ピーマンだと別の意味で伝わってしまう?伝えたい英語じゃない!【和製英語】

green bell pepper on black textile 追憶

「和製英語は全く通じないので厄介だ」というのはよく聞く話ですが、僕が本当に厄介だと実感したのは「全く通じない」ということではなく「和製英語は稀に別の意味で英語として伝わってしまうものがある」という点になります。

下手に英語として伝わってしまうのでネイティブとの間で誤解が生じて少し恥ずかしい思いをしたり、時に笑い話になったりします。良くも悪くも、その出来事が思い出になり、正しい英語を強く記憶してしまうというメリットもあります。

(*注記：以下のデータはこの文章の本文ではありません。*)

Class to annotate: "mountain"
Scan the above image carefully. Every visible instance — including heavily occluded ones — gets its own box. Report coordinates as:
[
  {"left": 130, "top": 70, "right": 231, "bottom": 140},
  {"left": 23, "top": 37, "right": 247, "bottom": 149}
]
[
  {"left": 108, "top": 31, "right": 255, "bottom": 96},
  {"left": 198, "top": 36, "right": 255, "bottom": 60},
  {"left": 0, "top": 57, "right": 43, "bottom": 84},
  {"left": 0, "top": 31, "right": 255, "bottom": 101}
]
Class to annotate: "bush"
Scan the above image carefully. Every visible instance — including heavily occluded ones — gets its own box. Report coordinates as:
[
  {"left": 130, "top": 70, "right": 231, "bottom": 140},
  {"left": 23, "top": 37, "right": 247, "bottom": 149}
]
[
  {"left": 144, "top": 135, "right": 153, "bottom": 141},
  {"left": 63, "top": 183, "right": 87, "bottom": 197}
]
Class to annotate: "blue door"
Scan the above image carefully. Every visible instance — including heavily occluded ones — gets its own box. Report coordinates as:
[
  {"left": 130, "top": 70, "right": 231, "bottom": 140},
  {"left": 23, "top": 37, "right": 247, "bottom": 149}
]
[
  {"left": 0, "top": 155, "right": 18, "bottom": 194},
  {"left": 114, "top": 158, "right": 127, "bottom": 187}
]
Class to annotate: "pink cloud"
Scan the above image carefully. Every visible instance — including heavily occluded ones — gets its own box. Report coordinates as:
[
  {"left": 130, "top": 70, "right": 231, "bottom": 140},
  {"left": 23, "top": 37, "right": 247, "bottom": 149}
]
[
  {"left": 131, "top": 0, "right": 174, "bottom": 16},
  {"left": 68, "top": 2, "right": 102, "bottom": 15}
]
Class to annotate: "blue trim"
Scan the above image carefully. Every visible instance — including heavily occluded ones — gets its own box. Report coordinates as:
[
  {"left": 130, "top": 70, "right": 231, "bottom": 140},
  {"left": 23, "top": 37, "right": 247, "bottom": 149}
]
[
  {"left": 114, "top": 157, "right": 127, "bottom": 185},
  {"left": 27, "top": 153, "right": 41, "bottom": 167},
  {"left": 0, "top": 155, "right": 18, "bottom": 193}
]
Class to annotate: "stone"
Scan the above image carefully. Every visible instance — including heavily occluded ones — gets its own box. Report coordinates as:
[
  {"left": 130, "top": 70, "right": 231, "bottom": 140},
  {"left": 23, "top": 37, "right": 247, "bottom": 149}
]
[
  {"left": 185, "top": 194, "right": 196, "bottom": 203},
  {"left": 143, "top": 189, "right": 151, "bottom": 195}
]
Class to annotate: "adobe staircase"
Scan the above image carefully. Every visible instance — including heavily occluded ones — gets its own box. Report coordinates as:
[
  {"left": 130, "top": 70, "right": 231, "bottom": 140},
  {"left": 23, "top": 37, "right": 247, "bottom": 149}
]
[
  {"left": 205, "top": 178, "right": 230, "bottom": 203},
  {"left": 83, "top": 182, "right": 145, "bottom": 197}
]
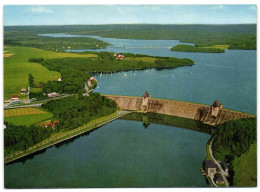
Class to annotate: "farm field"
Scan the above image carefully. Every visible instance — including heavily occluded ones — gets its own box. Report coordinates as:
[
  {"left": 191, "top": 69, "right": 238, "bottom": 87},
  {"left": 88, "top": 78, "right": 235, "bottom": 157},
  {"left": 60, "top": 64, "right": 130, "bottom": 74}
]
[
  {"left": 4, "top": 46, "right": 97, "bottom": 99},
  {"left": 4, "top": 108, "right": 46, "bottom": 117},
  {"left": 4, "top": 108, "right": 53, "bottom": 126},
  {"left": 201, "top": 45, "right": 229, "bottom": 50}
]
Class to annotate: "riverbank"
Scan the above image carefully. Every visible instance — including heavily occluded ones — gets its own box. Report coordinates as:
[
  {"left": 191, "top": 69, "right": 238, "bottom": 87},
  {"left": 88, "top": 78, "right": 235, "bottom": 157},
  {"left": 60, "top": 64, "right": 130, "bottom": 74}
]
[
  {"left": 4, "top": 111, "right": 131, "bottom": 164},
  {"left": 171, "top": 45, "right": 225, "bottom": 53}
]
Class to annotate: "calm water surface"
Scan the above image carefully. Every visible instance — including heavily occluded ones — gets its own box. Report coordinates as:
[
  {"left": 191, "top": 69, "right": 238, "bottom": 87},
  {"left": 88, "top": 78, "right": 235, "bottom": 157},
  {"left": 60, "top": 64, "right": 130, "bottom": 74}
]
[{"left": 4, "top": 34, "right": 256, "bottom": 188}]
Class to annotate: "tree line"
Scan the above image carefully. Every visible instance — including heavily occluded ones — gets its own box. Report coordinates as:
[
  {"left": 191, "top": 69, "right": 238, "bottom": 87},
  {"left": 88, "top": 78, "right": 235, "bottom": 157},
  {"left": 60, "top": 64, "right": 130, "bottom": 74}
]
[{"left": 42, "top": 92, "right": 117, "bottom": 130}]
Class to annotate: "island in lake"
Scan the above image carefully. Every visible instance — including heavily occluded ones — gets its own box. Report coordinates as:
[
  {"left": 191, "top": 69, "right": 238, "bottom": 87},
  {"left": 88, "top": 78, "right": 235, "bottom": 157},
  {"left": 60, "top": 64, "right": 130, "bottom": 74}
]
[{"left": 3, "top": 5, "right": 257, "bottom": 189}]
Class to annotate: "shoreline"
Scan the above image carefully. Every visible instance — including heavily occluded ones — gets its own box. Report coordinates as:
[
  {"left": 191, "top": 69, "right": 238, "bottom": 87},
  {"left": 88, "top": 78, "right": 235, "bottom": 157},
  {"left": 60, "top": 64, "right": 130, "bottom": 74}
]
[{"left": 4, "top": 110, "right": 132, "bottom": 164}]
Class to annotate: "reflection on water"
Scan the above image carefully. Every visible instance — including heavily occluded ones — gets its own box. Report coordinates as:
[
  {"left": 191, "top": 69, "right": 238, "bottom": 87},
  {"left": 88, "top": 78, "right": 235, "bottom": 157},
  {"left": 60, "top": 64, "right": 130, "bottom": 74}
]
[
  {"left": 4, "top": 118, "right": 210, "bottom": 188},
  {"left": 121, "top": 113, "right": 215, "bottom": 134}
]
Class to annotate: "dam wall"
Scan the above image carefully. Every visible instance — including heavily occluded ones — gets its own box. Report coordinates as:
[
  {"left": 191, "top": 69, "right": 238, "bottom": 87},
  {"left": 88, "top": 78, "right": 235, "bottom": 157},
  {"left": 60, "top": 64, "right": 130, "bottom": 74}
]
[{"left": 104, "top": 95, "right": 255, "bottom": 125}]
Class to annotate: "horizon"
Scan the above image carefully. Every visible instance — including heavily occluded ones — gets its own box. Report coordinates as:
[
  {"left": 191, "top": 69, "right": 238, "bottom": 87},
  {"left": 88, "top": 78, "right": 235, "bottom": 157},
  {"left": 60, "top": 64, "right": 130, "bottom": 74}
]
[
  {"left": 4, "top": 4, "right": 257, "bottom": 26},
  {"left": 4, "top": 23, "right": 257, "bottom": 27}
]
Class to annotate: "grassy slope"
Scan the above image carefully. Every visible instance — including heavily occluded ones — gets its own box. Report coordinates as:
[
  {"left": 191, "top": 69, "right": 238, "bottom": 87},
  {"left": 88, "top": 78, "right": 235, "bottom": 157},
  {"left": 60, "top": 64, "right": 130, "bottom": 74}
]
[
  {"left": 233, "top": 143, "right": 257, "bottom": 187},
  {"left": 4, "top": 113, "right": 53, "bottom": 126},
  {"left": 4, "top": 107, "right": 46, "bottom": 117},
  {"left": 4, "top": 47, "right": 97, "bottom": 99},
  {"left": 4, "top": 108, "right": 53, "bottom": 126}
]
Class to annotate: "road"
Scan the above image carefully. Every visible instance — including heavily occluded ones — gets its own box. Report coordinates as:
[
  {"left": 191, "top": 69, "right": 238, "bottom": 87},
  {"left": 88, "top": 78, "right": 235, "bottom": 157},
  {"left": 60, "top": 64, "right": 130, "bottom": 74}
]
[
  {"left": 4, "top": 94, "right": 73, "bottom": 109},
  {"left": 4, "top": 111, "right": 132, "bottom": 163},
  {"left": 209, "top": 135, "right": 229, "bottom": 187}
]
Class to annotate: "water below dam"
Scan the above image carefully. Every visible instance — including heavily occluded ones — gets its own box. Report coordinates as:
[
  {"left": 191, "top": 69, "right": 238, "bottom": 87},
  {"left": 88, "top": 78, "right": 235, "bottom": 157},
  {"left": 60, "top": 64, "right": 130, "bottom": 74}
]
[{"left": 4, "top": 34, "right": 256, "bottom": 188}]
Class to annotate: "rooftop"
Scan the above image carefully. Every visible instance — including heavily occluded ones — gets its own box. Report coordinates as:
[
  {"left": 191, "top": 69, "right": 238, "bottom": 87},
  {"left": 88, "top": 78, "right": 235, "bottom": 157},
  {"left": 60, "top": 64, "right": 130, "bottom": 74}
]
[
  {"left": 205, "top": 160, "right": 218, "bottom": 169},
  {"left": 143, "top": 91, "right": 149, "bottom": 98},
  {"left": 212, "top": 100, "right": 222, "bottom": 107},
  {"left": 216, "top": 173, "right": 224, "bottom": 181}
]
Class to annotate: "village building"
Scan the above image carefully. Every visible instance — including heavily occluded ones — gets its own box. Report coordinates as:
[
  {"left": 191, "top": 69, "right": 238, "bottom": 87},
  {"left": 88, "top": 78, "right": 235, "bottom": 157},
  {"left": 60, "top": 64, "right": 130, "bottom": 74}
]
[
  {"left": 215, "top": 173, "right": 225, "bottom": 184},
  {"left": 20, "top": 89, "right": 26, "bottom": 95},
  {"left": 47, "top": 92, "right": 60, "bottom": 97},
  {"left": 44, "top": 121, "right": 59, "bottom": 129},
  {"left": 205, "top": 160, "right": 220, "bottom": 176},
  {"left": 11, "top": 95, "right": 20, "bottom": 101},
  {"left": 221, "top": 162, "right": 228, "bottom": 175},
  {"left": 211, "top": 100, "right": 223, "bottom": 117},
  {"left": 114, "top": 54, "right": 125, "bottom": 60},
  {"left": 142, "top": 91, "right": 151, "bottom": 111},
  {"left": 35, "top": 84, "right": 42, "bottom": 88}
]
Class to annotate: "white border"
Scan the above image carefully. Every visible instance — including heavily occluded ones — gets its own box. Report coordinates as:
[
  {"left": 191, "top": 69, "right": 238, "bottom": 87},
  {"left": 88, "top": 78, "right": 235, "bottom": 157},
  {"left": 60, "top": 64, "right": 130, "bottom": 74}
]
[{"left": 0, "top": 0, "right": 260, "bottom": 192}]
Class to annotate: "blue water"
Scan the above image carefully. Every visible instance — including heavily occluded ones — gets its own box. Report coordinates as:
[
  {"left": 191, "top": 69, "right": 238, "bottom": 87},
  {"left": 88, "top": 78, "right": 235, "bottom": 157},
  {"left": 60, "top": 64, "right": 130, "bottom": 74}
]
[
  {"left": 4, "top": 120, "right": 210, "bottom": 188},
  {"left": 60, "top": 34, "right": 256, "bottom": 114},
  {"left": 4, "top": 34, "right": 256, "bottom": 188}
]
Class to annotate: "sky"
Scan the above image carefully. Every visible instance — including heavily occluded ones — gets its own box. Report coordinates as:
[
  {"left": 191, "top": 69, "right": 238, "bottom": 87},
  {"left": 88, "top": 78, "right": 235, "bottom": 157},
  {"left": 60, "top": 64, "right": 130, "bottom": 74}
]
[{"left": 4, "top": 4, "right": 257, "bottom": 26}]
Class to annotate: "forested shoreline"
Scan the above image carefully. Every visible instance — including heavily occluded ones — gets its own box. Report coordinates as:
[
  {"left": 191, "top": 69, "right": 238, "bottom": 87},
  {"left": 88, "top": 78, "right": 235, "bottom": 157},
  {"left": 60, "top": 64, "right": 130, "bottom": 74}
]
[
  {"left": 212, "top": 118, "right": 257, "bottom": 187},
  {"left": 29, "top": 52, "right": 194, "bottom": 97},
  {"left": 4, "top": 93, "right": 117, "bottom": 157},
  {"left": 171, "top": 44, "right": 225, "bottom": 53},
  {"left": 4, "top": 24, "right": 256, "bottom": 50}
]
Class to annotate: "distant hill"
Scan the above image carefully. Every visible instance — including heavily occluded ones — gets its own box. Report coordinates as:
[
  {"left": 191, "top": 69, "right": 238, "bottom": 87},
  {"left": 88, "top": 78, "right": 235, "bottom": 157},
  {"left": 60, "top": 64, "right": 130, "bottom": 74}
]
[{"left": 4, "top": 24, "right": 256, "bottom": 49}]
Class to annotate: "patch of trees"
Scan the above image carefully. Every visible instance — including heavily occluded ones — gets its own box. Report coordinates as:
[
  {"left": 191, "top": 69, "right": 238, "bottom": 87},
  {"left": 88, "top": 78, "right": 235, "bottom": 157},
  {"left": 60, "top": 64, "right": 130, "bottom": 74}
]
[
  {"left": 42, "top": 93, "right": 117, "bottom": 130},
  {"left": 213, "top": 118, "right": 256, "bottom": 161},
  {"left": 4, "top": 30, "right": 110, "bottom": 52},
  {"left": 171, "top": 44, "right": 225, "bottom": 53},
  {"left": 4, "top": 122, "right": 53, "bottom": 156},
  {"left": 212, "top": 118, "right": 257, "bottom": 187},
  {"left": 29, "top": 52, "right": 194, "bottom": 94},
  {"left": 4, "top": 24, "right": 256, "bottom": 50}
]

今回は、アメリカでの実体験を基に「別の意味で英語として伝わってしまった和製英語」をいくつか紹介したいと思います。

パン(pan)

日本では主に朝食で登場する「パン」ですが、一見英語かなと思わせるパンはポルトガル語だそうです。パンは英語でbread(ブレッド)と言います。パンに近い音ではbun(バン)「丸いロールパン」がありますが、パンと言ってしまうと、pan(パン)「フライパン」という意味で英語として伝わってしまいます。僕の実体験でも「バター付きのパンが好きです。」と言うつもりでI like pan and butter.「バター付きのフライパンが好きです。」と言ってしまい、You have different taste.「変わった趣味だね。」との評価を受けました。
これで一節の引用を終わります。